What a typical class looks like
A standard 4-hour class:
Hour 1: Market visit
- Walk to a local market (Asan, Boudha, or Patan)
- Buy ingredients with the instructor
- Learn what to look for (fresh vegetables, spices, the right meat cuts)
- Try samples (street snacks, fruits you don't recognize)
Hour 2-3: Cooking
- Return to kitchen
- Prep ingredients together
- Cook 3-4 dishes side by side
- Learn techniques (spice tempering, momo folding, dal seasoning)
Hour 4: Eating
- Sit down with everyone and eat what you made
- Discuss what worked and what didn't
- Take photos of plates
- Get printed recipes
What to ask before booking
- How small is the group? Small (2-6 people) is much better than large (12+)
- Is it hands-on or demonstration? Hands-on is what you want
- Are recipes provided in writing? Take-home recipes are critical
- Does it include a market visit? This is half the experience
- What's the menu? Want momo + dal bhat? Want Newari food specifically?
- What's the actual language of instruction? English-only or with translation?
Tips for getting the most out of a class
- Come hungry — you'll be eating for 30-45 minutes at the end
- Wear closed-toe shoes (kitchen safety)
- Bring a small notebook to write down your own notes alongside the printed recipe
- Take photos at key steps — the dough-forming, the spice tempering, the plating
- Buy any spices you don't have at home — Indian/Nepali stores at home may not carry the right items (timur, jimbu, garam masala blends)
- Ask about substitutions — what ingredient can you swap if you can't find the original?

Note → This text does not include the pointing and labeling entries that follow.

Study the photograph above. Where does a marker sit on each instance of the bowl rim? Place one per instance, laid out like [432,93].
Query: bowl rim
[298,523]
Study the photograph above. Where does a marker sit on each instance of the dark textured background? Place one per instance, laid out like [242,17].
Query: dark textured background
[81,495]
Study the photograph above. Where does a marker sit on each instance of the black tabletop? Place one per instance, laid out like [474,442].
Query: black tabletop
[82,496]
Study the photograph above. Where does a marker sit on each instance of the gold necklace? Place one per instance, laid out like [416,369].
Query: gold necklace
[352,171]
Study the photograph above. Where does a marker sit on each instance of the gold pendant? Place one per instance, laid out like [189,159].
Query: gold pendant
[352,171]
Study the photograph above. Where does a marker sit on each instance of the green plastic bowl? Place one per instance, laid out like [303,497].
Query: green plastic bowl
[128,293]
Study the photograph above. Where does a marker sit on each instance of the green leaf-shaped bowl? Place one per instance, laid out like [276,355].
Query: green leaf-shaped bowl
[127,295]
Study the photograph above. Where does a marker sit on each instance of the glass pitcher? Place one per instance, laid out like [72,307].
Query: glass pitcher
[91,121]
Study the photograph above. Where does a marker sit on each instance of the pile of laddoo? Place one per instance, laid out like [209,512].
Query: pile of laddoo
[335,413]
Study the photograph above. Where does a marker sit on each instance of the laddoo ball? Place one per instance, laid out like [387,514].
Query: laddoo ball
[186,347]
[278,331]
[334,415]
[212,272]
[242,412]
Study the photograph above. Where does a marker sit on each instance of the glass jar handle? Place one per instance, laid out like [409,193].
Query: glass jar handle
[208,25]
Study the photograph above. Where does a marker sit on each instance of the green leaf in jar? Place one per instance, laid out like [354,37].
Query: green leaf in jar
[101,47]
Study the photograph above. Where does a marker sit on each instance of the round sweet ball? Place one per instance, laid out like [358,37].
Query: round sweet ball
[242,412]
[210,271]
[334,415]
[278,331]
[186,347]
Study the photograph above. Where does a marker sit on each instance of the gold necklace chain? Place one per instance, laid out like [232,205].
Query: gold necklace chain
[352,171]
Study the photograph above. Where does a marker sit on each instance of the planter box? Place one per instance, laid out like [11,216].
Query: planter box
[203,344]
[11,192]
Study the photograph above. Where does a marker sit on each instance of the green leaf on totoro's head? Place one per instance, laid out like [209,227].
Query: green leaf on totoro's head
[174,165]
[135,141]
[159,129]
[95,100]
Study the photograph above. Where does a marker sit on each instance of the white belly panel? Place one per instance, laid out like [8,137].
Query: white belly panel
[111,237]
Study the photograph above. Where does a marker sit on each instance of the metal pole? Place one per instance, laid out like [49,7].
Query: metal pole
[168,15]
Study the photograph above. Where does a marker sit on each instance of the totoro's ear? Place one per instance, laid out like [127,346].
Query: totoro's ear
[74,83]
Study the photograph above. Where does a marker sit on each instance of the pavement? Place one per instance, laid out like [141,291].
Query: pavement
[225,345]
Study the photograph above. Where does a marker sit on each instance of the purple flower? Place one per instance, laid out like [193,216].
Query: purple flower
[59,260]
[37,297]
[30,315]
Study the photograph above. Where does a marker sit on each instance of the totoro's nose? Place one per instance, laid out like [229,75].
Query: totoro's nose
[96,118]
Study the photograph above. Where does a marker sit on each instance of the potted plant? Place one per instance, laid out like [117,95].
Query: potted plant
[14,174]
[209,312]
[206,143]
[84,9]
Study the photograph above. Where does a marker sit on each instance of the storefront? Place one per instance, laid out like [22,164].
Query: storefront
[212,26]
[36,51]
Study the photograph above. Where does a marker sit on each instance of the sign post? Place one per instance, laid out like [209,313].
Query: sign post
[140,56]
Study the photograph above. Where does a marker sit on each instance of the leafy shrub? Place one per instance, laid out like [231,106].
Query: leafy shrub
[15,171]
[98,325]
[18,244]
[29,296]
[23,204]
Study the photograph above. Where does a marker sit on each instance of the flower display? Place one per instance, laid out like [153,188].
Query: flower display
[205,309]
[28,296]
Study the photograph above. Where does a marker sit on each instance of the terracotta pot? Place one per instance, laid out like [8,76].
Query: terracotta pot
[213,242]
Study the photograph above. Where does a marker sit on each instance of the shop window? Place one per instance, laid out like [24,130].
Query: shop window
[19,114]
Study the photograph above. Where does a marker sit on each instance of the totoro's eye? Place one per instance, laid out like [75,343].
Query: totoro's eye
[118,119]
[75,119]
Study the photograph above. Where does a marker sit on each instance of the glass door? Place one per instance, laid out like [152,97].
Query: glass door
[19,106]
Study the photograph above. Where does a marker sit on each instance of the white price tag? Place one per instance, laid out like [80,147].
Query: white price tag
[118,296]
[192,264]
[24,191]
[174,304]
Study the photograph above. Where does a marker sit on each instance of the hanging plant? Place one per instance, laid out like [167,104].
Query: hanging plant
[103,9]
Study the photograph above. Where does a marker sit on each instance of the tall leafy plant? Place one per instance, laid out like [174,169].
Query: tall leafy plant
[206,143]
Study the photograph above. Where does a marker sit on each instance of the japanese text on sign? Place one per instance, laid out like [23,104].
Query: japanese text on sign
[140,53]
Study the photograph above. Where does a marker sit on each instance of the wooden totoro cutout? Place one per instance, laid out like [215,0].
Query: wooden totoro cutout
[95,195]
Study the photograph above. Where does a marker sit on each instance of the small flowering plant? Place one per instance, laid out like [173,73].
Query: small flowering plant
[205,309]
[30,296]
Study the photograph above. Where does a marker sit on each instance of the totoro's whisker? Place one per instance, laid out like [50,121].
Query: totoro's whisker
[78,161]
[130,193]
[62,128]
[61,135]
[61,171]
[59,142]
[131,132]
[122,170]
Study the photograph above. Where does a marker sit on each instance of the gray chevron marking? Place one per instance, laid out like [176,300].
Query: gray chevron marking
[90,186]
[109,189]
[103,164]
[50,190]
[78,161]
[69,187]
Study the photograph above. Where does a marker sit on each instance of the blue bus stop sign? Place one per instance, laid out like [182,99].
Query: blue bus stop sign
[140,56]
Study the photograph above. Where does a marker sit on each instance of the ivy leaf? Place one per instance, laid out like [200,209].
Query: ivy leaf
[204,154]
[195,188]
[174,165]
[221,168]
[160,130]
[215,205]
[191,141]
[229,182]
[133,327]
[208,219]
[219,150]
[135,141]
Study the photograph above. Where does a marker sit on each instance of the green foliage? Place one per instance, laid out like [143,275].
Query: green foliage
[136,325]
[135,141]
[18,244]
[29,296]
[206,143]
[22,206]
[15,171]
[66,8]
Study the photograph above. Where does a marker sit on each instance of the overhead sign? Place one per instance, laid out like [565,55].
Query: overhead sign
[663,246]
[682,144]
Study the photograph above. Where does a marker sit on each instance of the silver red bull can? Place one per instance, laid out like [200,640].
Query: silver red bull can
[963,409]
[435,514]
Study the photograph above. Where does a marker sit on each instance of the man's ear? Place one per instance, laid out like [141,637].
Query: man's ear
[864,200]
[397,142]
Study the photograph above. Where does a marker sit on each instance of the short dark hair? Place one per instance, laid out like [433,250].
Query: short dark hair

What to bring home (gifts and pantry)
After a cooking class, you'll probably want to bring some ingredients home:
- Timur (a peppercorn-like spice, lemony and sharp) — sold in Thamel spice shops, NPR 200-400 per 100g
- Jimbu (a wild garlic-like herb used in dal) — NPR 300-500 per 100g
- Garam masala (the spice blend) — sold pre-mixed
- Achaar in a jar (pickle, lasts a year+)
- A small mortar and pestle (for grinding spices, NPR 800-1,500)
- A pressure cooker (Indian-style, for proper dal bhat) — NPR 4,000-8,000, available at Thamel kitchenware shops
A few useful Nepali phrases
- Yo ke ho? — "What is this?" (for unfamiliar ingredients)
- Kati ho? — "How much?" (at the market)
- Mitho chha! — "It's delicious!" (after a successful dish)
- Kasari banaaune? — "How to make it?"
- Dhanyabaad — "Thank you"
See the phrases for ordering food for the broader vocabulary.
When to do it
For a 14-day Nepal trip, cooking classes work best on:
- A rest day in Kathmandu before or after a trek
- A rainy day when sightseeing is uncomfortable
- The day before flying home (you'll want to remember the flavors)
Avoid scheduling on the morning of a trekking departure — you'll be tired and not focused.
Cost-benefit summary
| Pros | Cons | |---|---| | Take recipes home for years of use | NPR 3-5k can buy a lot of restaurant meals | | Small-group social experience | Time commitment (4-5 hours) | | Cultural immersion in cooking | Some classes are touristy/superficial | | You eat what you made | Need to choose carefully |
For most travelers, it's worth doing. If you're a casual cook back home, it's a memorable activity. If you're a serious cook, it might be the most valuable single day of your trip.
Pre-class checklist
- Cash NPR 3,500-5,000 per person
- Comfortable closed-toe shoes
- Small notebook + pen
- Camera/phone for plating photos
- Empty stomach
- Curiosity about specific dishes you want to learn
- The Newari food guide if you want to learn Newari specifically
- The Nepali phrases for ordering food for related vocabulary
A cooking class is the most efficient way to bring Nepal home with you. The dishes you learn will be in your kitchen rotation for years.